Saya yang memegang ambu bag untuk memberikan napas buatan
rasanya ingin saja melepaskan itu dan menalqinkan pasien dengan kalimat ilahi.
Tapi harus tetap profesional dan berusaha yang terbaik bukan?
Keluarga menyaksikan tindakan di belakang sambil
menangis..bahkan anak beliau sampai teriak-teriak. Sungguh menyayat hati.

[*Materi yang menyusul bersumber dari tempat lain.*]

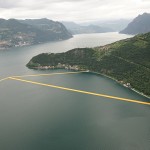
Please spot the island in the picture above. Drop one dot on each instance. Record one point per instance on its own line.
(126, 61)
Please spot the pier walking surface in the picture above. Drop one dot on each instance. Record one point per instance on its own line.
(19, 78)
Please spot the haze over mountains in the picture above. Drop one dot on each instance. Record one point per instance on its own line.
(75, 28)
(14, 33)
(141, 24)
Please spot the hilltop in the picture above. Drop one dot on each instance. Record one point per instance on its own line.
(14, 33)
(127, 61)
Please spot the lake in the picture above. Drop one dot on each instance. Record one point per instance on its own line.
(35, 117)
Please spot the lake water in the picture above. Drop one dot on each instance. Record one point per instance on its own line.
(34, 117)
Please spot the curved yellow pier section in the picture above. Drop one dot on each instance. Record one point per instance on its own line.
(81, 91)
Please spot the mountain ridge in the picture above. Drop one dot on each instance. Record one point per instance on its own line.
(140, 24)
(14, 33)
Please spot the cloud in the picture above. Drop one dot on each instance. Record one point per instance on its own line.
(73, 10)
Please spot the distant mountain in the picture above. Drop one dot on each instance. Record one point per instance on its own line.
(56, 29)
(140, 24)
(18, 33)
(126, 61)
(77, 29)
(116, 25)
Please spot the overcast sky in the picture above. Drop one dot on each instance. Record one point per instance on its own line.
(73, 10)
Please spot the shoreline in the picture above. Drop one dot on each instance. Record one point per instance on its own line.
(89, 71)
(132, 89)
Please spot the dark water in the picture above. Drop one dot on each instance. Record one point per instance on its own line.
(34, 117)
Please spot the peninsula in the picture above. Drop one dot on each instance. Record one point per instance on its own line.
(126, 61)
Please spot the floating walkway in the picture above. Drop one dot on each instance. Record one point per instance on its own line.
(18, 78)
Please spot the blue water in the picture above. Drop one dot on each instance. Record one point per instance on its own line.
(34, 117)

Untuk beberapa puluh menit kemudian nadi pasien muncul
kembali di layar monitor.
“Bang..nadi nya kembali”
“iya, itu karena efek epinefrin yang barusan di injeksi dek.
Coba mana pen light kamu”
Oh my..pupil sebelah kiri pasien sudah dilatasi, tapi belum
maksimal.
Kami melanjutkan RJP hingga 30 menit lamanya..dengan total
injeksi 4 atau 5 ampul. Sudah lupa.
Hingga nadi yang tadi seolah-olah kembali, mulai turun dan
hilang lagi. Kembali memeriksa pupil dan sudah dilatasi maksimal dua-duanya.

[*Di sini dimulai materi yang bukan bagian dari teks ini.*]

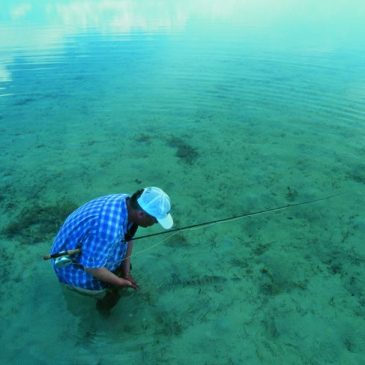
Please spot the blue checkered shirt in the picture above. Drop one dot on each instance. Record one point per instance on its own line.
(98, 228)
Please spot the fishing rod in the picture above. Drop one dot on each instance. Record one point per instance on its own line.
(204, 224)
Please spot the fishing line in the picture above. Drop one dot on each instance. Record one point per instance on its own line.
(175, 231)
(237, 217)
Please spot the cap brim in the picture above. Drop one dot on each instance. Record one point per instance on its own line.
(166, 222)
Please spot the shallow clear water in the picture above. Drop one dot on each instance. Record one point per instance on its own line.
(231, 107)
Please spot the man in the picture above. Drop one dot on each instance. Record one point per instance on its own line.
(103, 229)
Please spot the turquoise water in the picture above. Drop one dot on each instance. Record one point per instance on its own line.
(230, 107)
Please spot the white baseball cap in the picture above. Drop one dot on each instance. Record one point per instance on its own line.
(156, 202)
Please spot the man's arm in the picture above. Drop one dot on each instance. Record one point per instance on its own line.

Refleks kornea juga sudah negatif.
Dr. K berjalan ke arah keluarga..menyampaikan kabar jika ibu
mereka telah tiada.
Innalillahiwainnailaihirajiuun.
Setiap melihat situasi seperti ini rasanya aku ingin
mengambil kursi dan duduk disampingnya sambil menalqinkan kalimat-kalimat
terbaik.
Tapi..tidak mungkin kan? Profesi ku memaksa aku untuk
berjuang hingga titik darah penghabisan.
Sempat ingin bilang..”bang, kita biarin keluarga nya 1 orang
disampingnya buat nemenin bacain apa gitu..boleh bang?”
Tapi ku urungkan. Mana bisa kami RJP kalau ada orang lain
disamping. Toh..memang harus kami yang disampingnya.
Kematian..suatu hal yang sangat horor bagiku sejak dulu.
Jangankan untuk menutupkan mata dan mengatupkan mulutnya, melihat keranda mayit
dari jauh saja sudah merinding.
Kini aku harus menyaksikan bagaimana malaikat maut berada di
sampingku dan seolah aku pun harus bertarung melawannya..siapa yang akan
menang..walaupun aku tau aku tak akan pernah bisa menang melawannya.